Sunday, March 19, 2006

i have a confession to make

i have a weakness for musicals.

if i wanted to tell the whole truth i would even say i have an extreme liking/borderline obsession for them, but i'm not.

i grew up listening and seeing musicals. from the age of 6-16 i saw at least two musicals twice a year, and that's not counting regular plays. that's at least twenty musicals in my lifetime, and i know i'm underestimating. i've seen the famous ones and the not-so-famous ones. i've seen musicals at the fabulous fox theater in atlanta (which never fails to take my breath away) and i've seen them in dinky little no-name theaters.

a lot of my friends shudder at the idea of musicals. "people singing and dancing? that's not real theater."what is real theater then? what is more demanding of an actor than to hit a note perfectly and make his or her mark during a choreographed move? the only thing i can come up with is comedy, which is just as trying as musicals. it's all about the timing. people do not apprectiate comedy or musicals as much as drama, but then again a lot of people don't know good theater when they see it. these are the same people that think walk the line is the epitome of a musical. pfft. hardly.

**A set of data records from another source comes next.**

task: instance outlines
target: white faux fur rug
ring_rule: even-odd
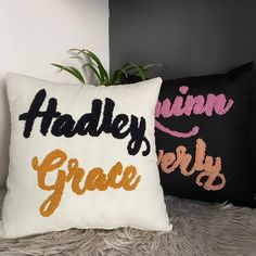
[[[0,191],[0,201],[3,194]],[[169,233],[72,229],[0,240],[0,255],[256,255],[256,209],[176,197],[167,197],[166,203],[174,223]]]

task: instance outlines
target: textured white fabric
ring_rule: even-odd
[[[7,86],[12,124],[10,168],[0,235],[18,238],[69,228],[113,229],[127,226],[144,230],[170,230],[171,225],[159,185],[154,139],[154,108],[161,82],[161,78],[154,78],[135,85],[94,87],[60,85],[9,74]],[[41,105],[38,103],[39,94]],[[35,104],[35,99],[39,104],[39,112],[44,113],[44,117],[34,119],[29,133],[25,131],[25,124],[27,128],[29,126],[28,119],[26,119],[28,114],[25,113],[28,113],[29,108],[35,111],[36,106],[31,106],[33,101]],[[107,118],[107,115],[104,115],[107,113],[106,110],[104,113],[106,99],[108,99],[108,103],[111,101],[115,104],[112,126],[106,125],[102,132],[92,135],[93,130],[100,129],[101,124],[110,124],[104,120]],[[78,127],[80,117],[91,113],[92,102],[94,106],[97,104],[99,106],[101,103],[99,100],[102,102],[102,106],[98,126],[88,128],[93,126],[92,123],[97,120],[93,116],[92,123],[90,121],[89,125],[82,123],[82,128],[90,130],[87,130],[87,135],[75,132],[68,136],[65,131],[63,132],[65,127],[67,130],[69,129],[67,123],[62,123],[63,118],[72,116],[74,127],[71,130],[74,131]],[[55,112],[59,114],[52,118],[50,124],[48,123],[49,129],[46,132],[46,112],[50,105],[54,105],[54,102],[56,103]],[[50,112],[47,113],[49,117]],[[67,114],[71,116],[63,117]],[[123,115],[118,116],[119,114]],[[138,127],[143,126],[141,117],[145,120],[144,137],[143,132],[138,131]],[[127,118],[128,124],[125,121]],[[81,126],[81,123],[79,124]],[[129,128],[130,124],[132,125]],[[113,127],[115,127],[115,131],[113,131]],[[128,132],[128,128],[130,131],[133,129],[133,133]],[[117,138],[117,133],[124,135],[125,131],[127,131],[126,137]],[[142,140],[141,146],[136,150],[135,145],[140,144],[140,140]],[[145,141],[149,141],[150,151]],[[62,152],[67,158],[56,168],[46,167],[47,172],[46,169],[41,169],[41,166],[47,155],[55,150],[59,150],[59,153]],[[78,184],[74,181],[74,174],[78,174],[80,169],[72,172],[71,167],[76,165],[73,161],[68,167],[68,161],[72,158],[77,159],[79,168],[85,170],[85,177],[78,179],[80,181]],[[61,158],[56,157],[51,165],[59,162]],[[103,188],[103,185],[101,187],[103,189],[99,189],[100,187],[97,184],[104,183],[97,179],[99,176],[94,177],[93,182],[88,181],[88,184],[95,185],[94,189],[90,190],[89,187],[85,187],[85,184],[87,185],[86,179],[93,168],[102,168],[106,175],[105,178],[108,179],[107,175],[117,163],[121,164],[123,171],[115,176],[115,185],[120,184],[126,167],[132,165],[133,170],[137,171],[133,179],[126,182],[129,184],[126,185],[126,189],[125,185],[117,185],[118,188],[111,185]],[[61,179],[61,174],[64,181]],[[129,174],[129,177],[126,178],[132,178],[131,176]],[[136,181],[138,181],[137,185]],[[86,188],[86,191],[79,194],[77,188],[81,190]],[[59,193],[60,191],[63,193]],[[51,195],[52,197],[50,197]],[[40,212],[40,206],[47,199],[50,200],[50,204],[46,204]]]

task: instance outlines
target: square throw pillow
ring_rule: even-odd
[[[256,206],[252,69],[248,63],[223,75],[163,82],[155,115],[166,194]]]
[[[154,137],[161,84],[75,86],[9,74],[1,236],[69,228],[170,230]]]

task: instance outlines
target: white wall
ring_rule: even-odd
[[[4,185],[10,136],[5,73],[76,82],[50,66],[71,63],[66,52],[74,47],[94,51],[108,68],[108,1],[0,0],[0,185]]]

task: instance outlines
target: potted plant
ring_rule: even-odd
[[[146,72],[154,66],[161,66],[159,64],[149,64],[141,65],[135,63],[126,63],[119,69],[116,69],[111,76],[100,59],[95,53],[89,50],[80,50],[80,49],[71,49],[68,51],[71,59],[77,59],[81,62],[81,68],[84,71],[90,71],[95,76],[99,85],[101,86],[115,86],[120,85],[124,81],[138,81],[146,79]],[[57,67],[60,72],[64,71],[69,73],[76,79],[79,80],[80,84],[86,85],[87,77],[82,75],[82,73],[74,66],[64,66],[61,64],[52,63],[53,66]]]

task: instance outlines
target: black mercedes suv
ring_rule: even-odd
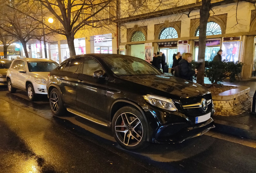
[[[134,57],[70,58],[50,72],[47,89],[55,115],[68,111],[110,127],[128,149],[148,141],[180,143],[215,127],[210,92]]]

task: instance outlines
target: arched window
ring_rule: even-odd
[[[217,23],[209,22],[207,23],[206,29],[206,35],[213,35],[221,34],[221,28]],[[199,36],[199,27],[196,30],[195,36]]]
[[[159,35],[159,39],[178,38],[178,33],[173,27],[163,28]]]
[[[146,41],[145,35],[141,31],[136,31],[133,33],[131,39],[131,42]]]

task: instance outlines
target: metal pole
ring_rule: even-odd
[[[44,31],[44,18],[43,13],[43,7],[41,3],[41,14],[42,15],[42,19],[43,19],[43,46],[44,47],[44,54],[45,58],[47,58],[47,50],[46,50],[46,42],[45,42],[45,32]]]

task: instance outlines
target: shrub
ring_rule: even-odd
[[[193,62],[192,68],[198,69],[200,63]],[[223,82],[225,78],[229,77],[229,82],[235,81],[235,76],[242,71],[243,64],[238,62],[205,61],[204,75],[213,84]]]

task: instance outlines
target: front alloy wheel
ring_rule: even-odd
[[[63,116],[66,111],[64,107],[60,93],[56,88],[52,90],[49,97],[52,111],[56,116]]]
[[[138,110],[130,107],[124,107],[116,113],[113,123],[115,138],[123,147],[137,149],[146,146],[148,131],[145,121]]]

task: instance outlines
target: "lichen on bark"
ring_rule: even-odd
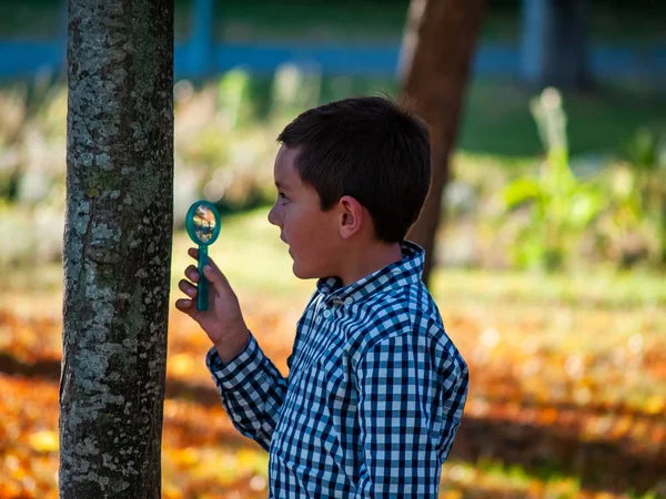
[[[60,497],[160,497],[173,0],[70,0]]]

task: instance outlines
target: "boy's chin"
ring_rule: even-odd
[[[321,277],[316,272],[312,272],[311,269],[303,268],[295,261],[292,264],[292,272],[300,279],[319,279]]]

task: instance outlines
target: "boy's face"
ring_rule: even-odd
[[[301,181],[295,165],[297,153],[296,149],[284,145],[278,152],[274,166],[278,198],[269,222],[280,227],[280,238],[289,244],[296,277],[337,275],[342,254],[337,210],[321,211],[319,194]]]

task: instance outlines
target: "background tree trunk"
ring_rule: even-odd
[[[173,0],[70,0],[61,498],[159,498]]]
[[[457,135],[465,89],[481,30],[484,0],[412,0],[401,62],[402,94],[430,125],[433,181],[408,238],[426,252],[430,281],[448,157]]]

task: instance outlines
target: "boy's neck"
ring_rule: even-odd
[[[356,247],[345,257],[345,268],[340,274],[342,285],[349,286],[401,259],[402,248],[400,243]]]

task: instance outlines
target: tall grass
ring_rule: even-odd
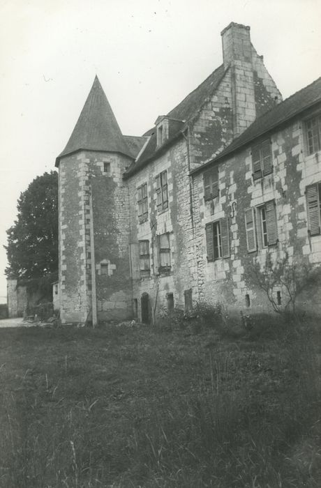
[[[303,326],[0,331],[0,487],[320,486]]]

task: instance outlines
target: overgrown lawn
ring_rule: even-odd
[[[321,486],[318,324],[196,329],[0,330],[0,486]]]

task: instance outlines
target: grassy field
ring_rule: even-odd
[[[0,330],[0,487],[321,486],[318,328],[257,322]]]

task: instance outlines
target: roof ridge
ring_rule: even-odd
[[[178,107],[179,107],[180,105],[183,104],[184,102],[185,102],[185,100],[186,100],[188,97],[191,97],[191,96],[193,95],[193,93],[195,93],[196,91],[197,91],[197,90],[200,89],[200,88],[202,86],[202,85],[205,85],[205,84],[206,84],[206,82],[208,81],[208,79],[209,79],[211,76],[213,76],[213,75],[214,75],[214,73],[216,73],[216,71],[218,71],[219,69],[221,69],[222,67],[223,67],[223,66],[224,66],[224,65],[223,65],[223,63],[222,63],[222,64],[221,64],[219,66],[218,66],[218,68],[216,68],[214,71],[212,71],[212,72],[209,75],[209,76],[208,76],[207,78],[205,78],[205,79],[204,79],[204,80],[202,82],[202,83],[200,83],[200,84],[199,84],[195,89],[194,89],[194,90],[192,90],[192,91],[190,91],[190,93],[188,93],[188,94],[186,95],[186,96],[184,97],[184,98],[183,98],[183,100],[181,100],[181,101],[179,102],[179,103],[178,103],[177,105],[175,105],[175,107],[174,107],[174,108],[172,108],[171,110],[170,110],[170,112],[167,112],[166,116],[168,116],[168,117],[170,119],[170,114],[172,112],[174,112],[174,110],[175,110],[175,109],[177,109]],[[224,70],[224,74],[225,73],[225,71],[228,69],[228,68],[229,68],[229,66],[227,67],[227,68],[226,70]],[[181,119],[177,119],[177,120],[181,120]]]

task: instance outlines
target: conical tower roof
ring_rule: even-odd
[[[80,150],[121,153],[133,157],[97,75],[66,146],[56,160]]]

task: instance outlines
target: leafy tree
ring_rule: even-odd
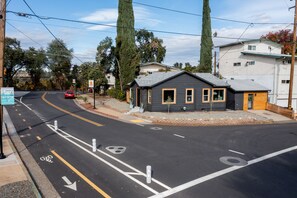
[[[187,72],[196,72],[196,67],[195,66],[192,66],[190,63],[185,63],[185,67],[184,67],[184,70],[187,71]]]
[[[49,69],[61,90],[66,88],[70,77],[72,52],[61,39],[53,40],[47,47]]]
[[[12,87],[14,75],[25,66],[24,51],[21,48],[20,41],[15,38],[5,38],[4,85]]]
[[[132,82],[137,73],[140,57],[135,45],[132,0],[119,0],[116,37],[116,87],[121,79],[121,91]]]
[[[41,88],[40,79],[43,74],[43,68],[45,67],[47,58],[43,49],[36,50],[34,47],[30,47],[25,52],[26,71],[31,77],[31,81],[35,88]]]
[[[279,30],[278,32],[269,32],[268,34],[263,35],[262,38],[283,45],[283,54],[292,54],[293,33],[291,32],[291,30]]]
[[[173,64],[173,67],[174,68],[177,68],[177,69],[182,69],[183,68],[183,64],[176,62],[176,63]]]
[[[212,45],[209,0],[203,0],[202,36],[199,66],[199,70],[201,72],[211,73]]]
[[[112,45],[112,38],[106,37],[102,40],[96,53],[96,61],[102,67],[105,73],[109,73],[114,64],[115,47]]]
[[[95,62],[85,62],[79,67],[79,81],[82,87],[88,87],[88,80],[95,79],[95,86],[106,85],[105,72],[100,65]]]
[[[163,40],[155,37],[153,32],[145,29],[136,31],[136,45],[142,63],[163,62],[166,47],[163,46]]]

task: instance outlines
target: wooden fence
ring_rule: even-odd
[[[274,113],[281,114],[283,116],[286,116],[288,118],[297,119],[297,113],[294,112],[294,110],[289,110],[285,107],[280,107],[275,104],[267,103],[266,109],[268,111],[272,111]]]

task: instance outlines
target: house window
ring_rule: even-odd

the real reason i like musicals? the absolute most fantastic thing that makes me get goosebumps when watching these plays?the fact that words aren't enough.words aren't enough for the characters to express themselves, to say what they are really feeling. they need to move and more importantly they need to sing because just talking isn't doing it justice. they sing about love, hope, fear, anger-- every emotion is poured into a song that echoes throughout a room with such a force that it will be left resounding inside your head for days. you ache to hear that same sound again. you want to hear the woman's euphoria in discovering her true love over and over again. you try to wrap your mind around how a man can be so anguished that when he sings it sounds even more tortured than if he was telling you about his pain in a monologue. it doesn't matter if he's belting it out as loud as possible or if it's calm and low-- you know exactly what he's feeling, down to your very core.

and don't even get me started on the music. the ability of a composer to match the music with words and feelings is truly amazing.

i love musicals because the characters on the stage have emotion that runs so deep that words aren't enough. i crave that type of emotion. i want to feel something so strongly that talking about it isn't enough.

the musical song i'm listening to while writing this: "i'll cover you (reprise)" from rent disc 2.